オーナーとマグナ3
初夏の乾いた風が満腹となった胃袋を優しく撫でる昼下がり、定食屋に隣接する住宅街の駐輪場にてその出逢いの物語は始まった。
「一体どんなバイクが置いてあるのか?」
稚拙な好奇心から定食屋の区画を外れ、住宅地の敷地へと足を踏み入れる。駐輪場を覗けば、無機質な白のコンクリート舗装の上に疎らに停められた自転車たちが出迎えてくれる。
その一番奥にて、まるで隠れるようにひっそりと、『彼女』は薄い鉄の仕切りを背にして座り込んでいた。ゆっくりと奥に進んで行き、やがてその全貌を捉える。
シルバーの塗装、素人が見れば普通自動二輪車、250ccと見紛う迫力のボディ、堂々としたガソリンタンク、メガホン型の純正マフラー・・・・・・
そして、その車体に寄り添う一人の少女。染め上げた金色のくせっ毛、肩のラインにメッキのような輝きを持つ素材のあしらわれたシルバーのジャケット、胸にはエンブレム、メーターモチーフのネックレスに、腹部を出した大胆なインナーシャツ、ホットパンツをボトムズに着ており、アメリカンと言われれば誰もが納得することだろう。
「やぁ」
『はい?』
声を掛けてみると、彼女は驚いたように顔を上げてこちらを見た。『誰が自分なんかに声を掛けるのか』と今の今まで思っていたような表情だった。
「君は?」
駐輪場に座り込む彼女の正体を知っていながらも、敢えてその質問を投げかけてみた。
『え、アタシ? ・・・・・・アタシは、マグナ50だけど・・・・・・』
マグナ50、知っているとも。一瞬胸が高鳴るのを感じた。気取られまいと鼻から体内の空気を出して、笑っているように振る舞った。その仕草に気を悪くしてしまったのか『おにーさんはさ、何か用なの?』と訝しむようにこちらへ向ける目を細めた。
「いや何、あんまりカッコいいバイクが置いてあるもんで見に来ちゃったってカンジかな」
話し相手への賛辞の言葉、それに加えてこれがもしスマートフォンでのやり取りであれば語尾に★でも着けて軽快軽薄、裏を返せばつるみやすい印象を与え、会話に彩りを持たせる。

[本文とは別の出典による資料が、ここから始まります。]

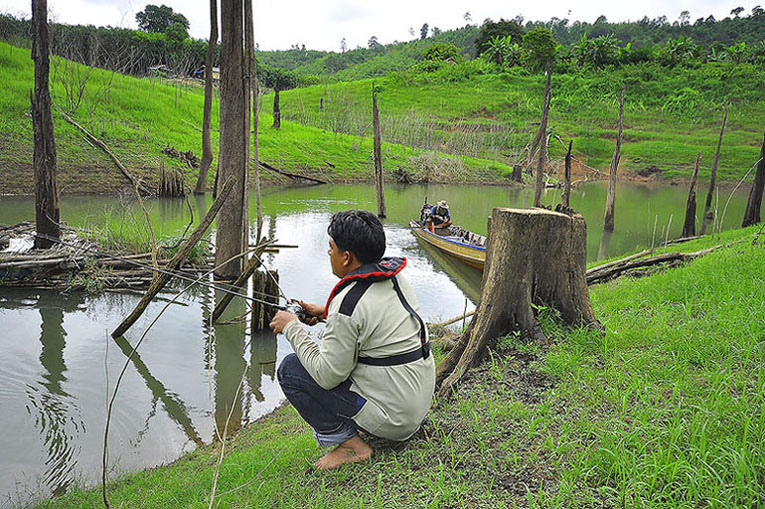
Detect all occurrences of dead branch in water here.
[56,107,151,194]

完全無敵の軟派の技法。いずれ書にしたためて出版すればベストセラー間違いなしにつき、皆も模倣されたし。
『・・・・・・あ、もしもし、警察のヒトですか』
「やめなさい! い、いやっ、やめて下さいお願いします」
マグナ50、1990年代にアメリカンバイク人気に託けて発売されたマグナシリーズの末妹。原付なので50cc未満である。要すればアメリカンバイクの気分を手軽に味わえるバイクになっている。
尚、2007年施行の『排ガス規制』によって生産・新車販売は終了しているが、結構な数が中古市場に出回っており、手に入れること自体そんなに難しいバイクではない。ただし、今となっては貴重なミッション付き4ストロークの原動機付自転車(俗に4miniとも)、値段は通常のスクーターなどに比べると2倍以上することも珍しくはなかった。
駐輪場で出逢ったマグナ50は全体的にシルバーの塗装が施されたモデルであったが年式はいまいち良くわからなかった。しかし、折角出逢ったのだ。この機会に彼女をもっとよく知りたい。
「もう少しキミをよく見てもいいかな」
『い、イイけど、別に』
少し身をよじるように本体でもある車体から離れる少女。大分警戒されてしまったようだった。